The Browser War

the browser wars

If you haven’t picked a side, you should consider your options.

There are really only three browsers that share the majority of the World Wide Web: Microsoft Internet Explorer (IE), Google Chrome and Firefox. The next closest rivals are Safari and Opera, which when combined only represent 8 percent of the market share.

We are at an interesting crossroads in the browser world. Not since 1995 have we seen such fierce competition. In May 2012, Google Chrome took over as the leading browser of the world, which was previously held by IE (according to StatCounter, the premiere Web analytics company). If you haven’t heard about Chrome, it’s probably because it’s relatively young (founded in 2008) and most of its success has been overseas. If you’re not a tech geek like me, you probably haven’t thought twice about which browser is best for you.

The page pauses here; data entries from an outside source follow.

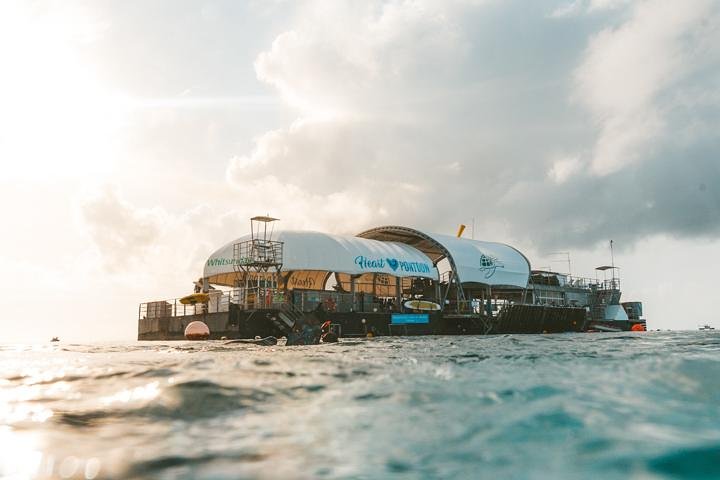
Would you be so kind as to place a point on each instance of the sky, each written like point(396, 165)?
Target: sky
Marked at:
point(137, 137)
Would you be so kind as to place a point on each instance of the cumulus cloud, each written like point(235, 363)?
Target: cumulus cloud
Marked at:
point(434, 112)
point(626, 69)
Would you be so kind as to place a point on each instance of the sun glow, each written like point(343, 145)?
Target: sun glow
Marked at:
point(57, 120)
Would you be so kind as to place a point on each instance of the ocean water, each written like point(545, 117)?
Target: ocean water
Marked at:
point(631, 405)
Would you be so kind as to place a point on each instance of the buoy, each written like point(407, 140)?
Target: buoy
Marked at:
point(197, 330)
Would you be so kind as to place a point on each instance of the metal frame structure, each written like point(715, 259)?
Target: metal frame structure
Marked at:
point(258, 262)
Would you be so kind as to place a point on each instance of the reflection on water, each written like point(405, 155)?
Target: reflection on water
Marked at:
point(643, 405)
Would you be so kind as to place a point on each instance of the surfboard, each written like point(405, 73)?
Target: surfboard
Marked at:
point(421, 305)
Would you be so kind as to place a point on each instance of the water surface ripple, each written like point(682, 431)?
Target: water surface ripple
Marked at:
point(641, 405)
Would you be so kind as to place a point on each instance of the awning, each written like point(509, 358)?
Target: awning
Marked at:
point(474, 261)
point(322, 252)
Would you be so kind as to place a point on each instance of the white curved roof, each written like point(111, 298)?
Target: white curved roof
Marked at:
point(307, 250)
point(489, 263)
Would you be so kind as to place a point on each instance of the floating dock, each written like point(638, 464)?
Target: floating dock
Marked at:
point(389, 280)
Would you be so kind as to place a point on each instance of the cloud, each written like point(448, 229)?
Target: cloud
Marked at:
point(437, 112)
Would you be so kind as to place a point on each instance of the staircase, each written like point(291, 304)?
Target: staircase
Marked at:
point(286, 319)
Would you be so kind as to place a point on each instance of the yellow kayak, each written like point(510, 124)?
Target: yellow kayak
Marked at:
point(194, 298)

For most people, the search engine is far more important than the browser. Whether you are a fan of YAHOO!, Google, Bing, Ask or the old-school AOL, the browser you choose makes for an equally important decision. Thank goodness there is more to life [big yawn] than Internet Explorer. Choosing the right browser is more important than you think. It is used every time you search the Web on your computer, tablet or smart phone. Each has its own positives and negatives like all great competitors, but understanding the differences will help you make the right decision.

Since everyone has an opinion, here is mine:

Microsoft IE has been the true workhorse for at least the past decade. It is highly compatible with most Web sites and easy to use, but what it gains in usability, it lacks in speed. IE is by far the slowest of the three browsers. If you prefer to saunter through rather than surf the net, then this tried-and-true option will certainly suffice.

Firefox was the dark horse when it emerged in late 2004. With a fiery fox adorning the logo, it was quickly adopted by the anti-Microsoft geeks. Today it still represents the alternative to large Internet conglomerates. But more importantly, it’s fast when the browsing gets heavy. Firefox provides the most tools for developers, so it’s no secret that they prefer the fox.

Google Chrome is the shiny new toy we all want to play with. It’s fast out of the gate, secure and plays well with all of Google’s must-have tools. Nowadays, there’s not much that Google doesn’t do well and this is no exception. Because Chrome is the youngest of the three browsers, it lacks some fine-tuning compared to its competition. What Chrome seems to handle exceptionally well is HTML5, the latest and greatest programming language that is used by the best new Web sites.

One thing’s for sure: If you publish content for the Web, you should make sure it functions properly across all three browsers.